LE MONDE DEVIENT NUMERIQUE

La transformation numérique concerne désormais toutes les entreprises. Objets connectés, cloud, data… L’adoption rapide de ces outils bouscule les entreprises. Le BIM s’inscrit en plein dans ces avancées numériques. Aujourd’hui, nul ne peut ignorer les dangers liés à Internet. Selon une enquête CPME datant de 2019, 41 % des entreprises françaises de 0 à 9 salariés et 44 % des entreprises de 9 à 49 salariés ont déjà subi une ou plusieurs attaques ou tentatives d’attaques informatiques.

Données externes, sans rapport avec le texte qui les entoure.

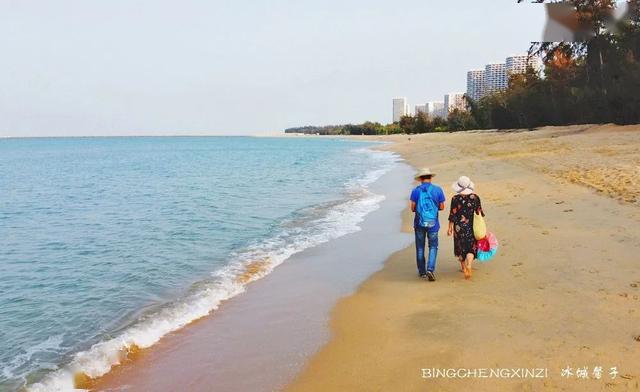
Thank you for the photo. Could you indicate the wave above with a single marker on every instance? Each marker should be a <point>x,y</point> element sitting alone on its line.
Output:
<point>310,228</point>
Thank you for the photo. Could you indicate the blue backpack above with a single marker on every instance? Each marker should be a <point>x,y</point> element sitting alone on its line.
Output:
<point>426,208</point>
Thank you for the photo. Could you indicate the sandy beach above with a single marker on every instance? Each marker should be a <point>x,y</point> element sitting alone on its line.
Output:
<point>563,292</point>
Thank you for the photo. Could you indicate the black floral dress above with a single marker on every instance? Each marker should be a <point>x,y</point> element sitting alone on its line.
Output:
<point>463,208</point>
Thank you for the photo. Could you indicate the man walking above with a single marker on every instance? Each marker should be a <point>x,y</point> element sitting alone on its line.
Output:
<point>426,200</point>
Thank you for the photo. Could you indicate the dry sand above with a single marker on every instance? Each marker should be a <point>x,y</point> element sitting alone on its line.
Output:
<point>562,292</point>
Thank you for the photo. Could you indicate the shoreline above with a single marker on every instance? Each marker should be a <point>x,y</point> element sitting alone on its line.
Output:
<point>561,292</point>
<point>278,321</point>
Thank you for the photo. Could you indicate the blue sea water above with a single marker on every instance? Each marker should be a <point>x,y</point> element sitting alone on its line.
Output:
<point>111,243</point>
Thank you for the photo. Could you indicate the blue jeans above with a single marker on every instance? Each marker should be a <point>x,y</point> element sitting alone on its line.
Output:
<point>421,237</point>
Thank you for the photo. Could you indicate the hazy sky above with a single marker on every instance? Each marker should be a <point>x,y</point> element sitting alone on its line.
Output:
<point>114,67</point>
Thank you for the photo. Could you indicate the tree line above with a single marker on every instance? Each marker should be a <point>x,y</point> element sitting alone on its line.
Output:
<point>595,81</point>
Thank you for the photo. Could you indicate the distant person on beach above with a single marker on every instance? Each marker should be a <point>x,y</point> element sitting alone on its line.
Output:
<point>426,200</point>
<point>464,205</point>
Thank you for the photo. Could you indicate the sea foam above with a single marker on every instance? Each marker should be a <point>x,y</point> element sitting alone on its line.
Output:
<point>313,227</point>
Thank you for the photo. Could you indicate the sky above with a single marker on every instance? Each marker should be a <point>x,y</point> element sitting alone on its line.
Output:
<point>155,67</point>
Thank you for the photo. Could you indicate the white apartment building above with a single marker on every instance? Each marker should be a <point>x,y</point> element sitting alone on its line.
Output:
<point>518,64</point>
<point>475,84</point>
<point>495,78</point>
<point>400,108</point>
<point>453,101</point>
<point>435,109</point>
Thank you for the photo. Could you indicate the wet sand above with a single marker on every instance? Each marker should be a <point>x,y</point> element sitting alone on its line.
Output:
<point>562,292</point>
<point>260,340</point>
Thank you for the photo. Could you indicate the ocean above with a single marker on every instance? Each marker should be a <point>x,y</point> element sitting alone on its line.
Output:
<point>109,244</point>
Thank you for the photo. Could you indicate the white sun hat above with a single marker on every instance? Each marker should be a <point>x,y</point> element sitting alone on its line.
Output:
<point>464,186</point>
<point>424,173</point>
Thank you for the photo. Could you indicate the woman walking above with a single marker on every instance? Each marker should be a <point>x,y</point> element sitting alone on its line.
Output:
<point>464,205</point>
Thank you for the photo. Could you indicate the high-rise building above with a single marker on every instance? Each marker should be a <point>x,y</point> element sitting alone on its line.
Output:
<point>518,64</point>
<point>453,101</point>
<point>435,109</point>
<point>400,108</point>
<point>475,84</point>
<point>495,76</point>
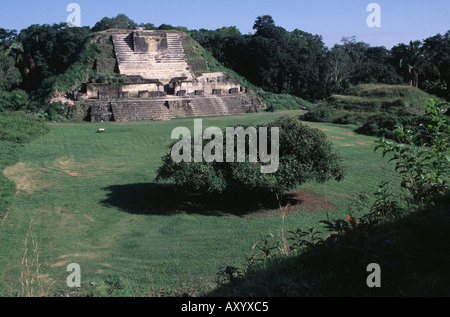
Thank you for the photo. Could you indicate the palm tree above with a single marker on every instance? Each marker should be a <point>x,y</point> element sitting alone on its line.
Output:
<point>415,60</point>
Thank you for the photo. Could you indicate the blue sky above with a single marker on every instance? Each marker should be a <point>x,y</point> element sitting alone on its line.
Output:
<point>401,20</point>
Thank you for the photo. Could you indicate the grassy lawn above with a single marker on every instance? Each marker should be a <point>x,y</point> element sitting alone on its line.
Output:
<point>91,199</point>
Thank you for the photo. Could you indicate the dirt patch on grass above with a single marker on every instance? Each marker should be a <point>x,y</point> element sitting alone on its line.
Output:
<point>26,178</point>
<point>70,167</point>
<point>302,201</point>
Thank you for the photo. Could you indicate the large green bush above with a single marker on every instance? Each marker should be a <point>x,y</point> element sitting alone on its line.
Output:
<point>305,154</point>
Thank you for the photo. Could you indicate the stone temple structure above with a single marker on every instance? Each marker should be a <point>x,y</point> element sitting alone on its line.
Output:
<point>160,75</point>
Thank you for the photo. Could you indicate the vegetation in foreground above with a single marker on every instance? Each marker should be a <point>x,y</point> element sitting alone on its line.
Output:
<point>410,244</point>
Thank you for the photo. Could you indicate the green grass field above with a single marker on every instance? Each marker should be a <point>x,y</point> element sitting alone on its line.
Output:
<point>91,199</point>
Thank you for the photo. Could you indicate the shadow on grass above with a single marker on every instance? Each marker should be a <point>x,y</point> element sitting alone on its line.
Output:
<point>164,199</point>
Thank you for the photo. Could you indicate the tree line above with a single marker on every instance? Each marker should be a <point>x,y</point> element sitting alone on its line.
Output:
<point>277,60</point>
<point>300,64</point>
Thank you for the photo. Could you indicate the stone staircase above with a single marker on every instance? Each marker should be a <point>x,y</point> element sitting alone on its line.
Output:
<point>141,111</point>
<point>217,106</point>
<point>151,65</point>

La proportion d'entreprises touchées s'avère encore plus élevée pour les entreprises plus importantes.

 

SYSTÈME D’INFORMATION QUEL ENJEU ?

Le système d’information est l’ensemble des données d’une entreprise ainsi que ses infrastructures et logiciels. Avec la dématérialisation, il est devenu crucial de le protéger : les entreprises faisant face à une nouvelle criminalité pouvant l’altérer (logiciels malveillants, enregistreur de frappe, usurpation de mot de passe…). Les cybercriminels élaborent des tactiques de plus en plus sophistiquées pour provoquer un maximum de perturbations et de pertes financières. Le mobile financier constitue 93 % des violations de données. Les petites structures négligeant leur cyber sécurité sont une cible privilégiée.

 

DONNÉES ET RESPONSABILITÉS

Nombre d’informations détenues par les entreprises font l’objet d’une obligation de confidentialité. Leur divulgation à la suite d’une attaque peut engager la responsabilité de l’entreprise. Utilisées à mauvais escient, les tiers peuvent subir un réel préjudice et sont en droit de réclamer une indemnisation. En effet, depuis 2018, est entré en application le Règlement européen sur la protection des données personnelles (RGPD) ; visant à renforcer le droit des personnes dont on utilise les données personnelles, à responsabiliser les acteurs impliqués dans le traitement de ces données ; avec un pouvoir de sanction accru pour la CNIL.

 

ASSURANCE CYBER

La transformation numérique génère de nouveaux risques et les entreprises doivent pouvoir y faire face. Le contrat CYBER RISQUES de SMABTP permet de maintenir la continuité des activités d’une structure en transférant à l’assureur les pertes financières à la suite de cyber attaques. L’assureur prend en charge les coûts d’investigation, de décontamination virale, de reconstruction de données ainsi que les frais engagés lors d’une tentative d’extorsion informatique, les pertes d’exploitation et enfin les coûts de notification (frais engagés pour la mise en œuvre des obligations prévues par le RGPG). SMABTP, via ce contrat, propose également les services d’experts informatiques par une plateforme d’assistance joignable 7/7 – 24/24.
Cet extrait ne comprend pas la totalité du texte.